Clinically, the degree of dehydration is often divided into the following;

  1. Mild 5%

  2. Moderate 10%

  3. Severe >15%

Minimal dehydration is defined as a loss of less than 3% of body weight.

The assessment of the severity of dehydration is essential, as therapy instituted should be based on its severity. However, this assessment of the extent of volume depletion may be difficult. It is difficult to accurately distinguish varying degrees of dehydration based on clinical examination alone. For example, infants and young children with mild dehydration may present with either minimal or no clinical findings other than reduced urine output. Also, children with moderate dehydration manifest with dry mucous membranes, decreased skin turgor, tachycardia with a prolonged capillary refill, and abnormal respiratory pattern.
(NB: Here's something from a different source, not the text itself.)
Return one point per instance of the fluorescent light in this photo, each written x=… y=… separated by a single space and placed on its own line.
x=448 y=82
Treatment recommendations are based on the assessment of dehydration severity. Vital signs and physical exam should be frequently monitored to guide and assess the severity of dehydration. A JAMA study revealed three clinical signs clinically helpful in recognizing 5% or greater dehydration: delayed capillary refill, abnormal skin turgor, and an abnormal respiratory pattern. The presence of the following decreases the likelihood of clinically relevant dehydration: normal-appearing, moist mucous membranes, and absence of sunken eyes.
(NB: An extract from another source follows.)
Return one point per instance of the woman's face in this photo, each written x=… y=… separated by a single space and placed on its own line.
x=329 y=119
With a few exceptions, labs possess a limited role in the diagnosis of dehydration. The measurement of electrolytes to determine the co-derangement of sodium is a notable exception. Value also exists in a patient unable to eat, especially young children, monitoring to determine the need for dextrose as a component of fluids. BUN shows partial linear relation to the degree of dehydration, but overall is non-specific. The most useful lab test to determine the degree of dehydration is bicarb less than 17 mEq/L.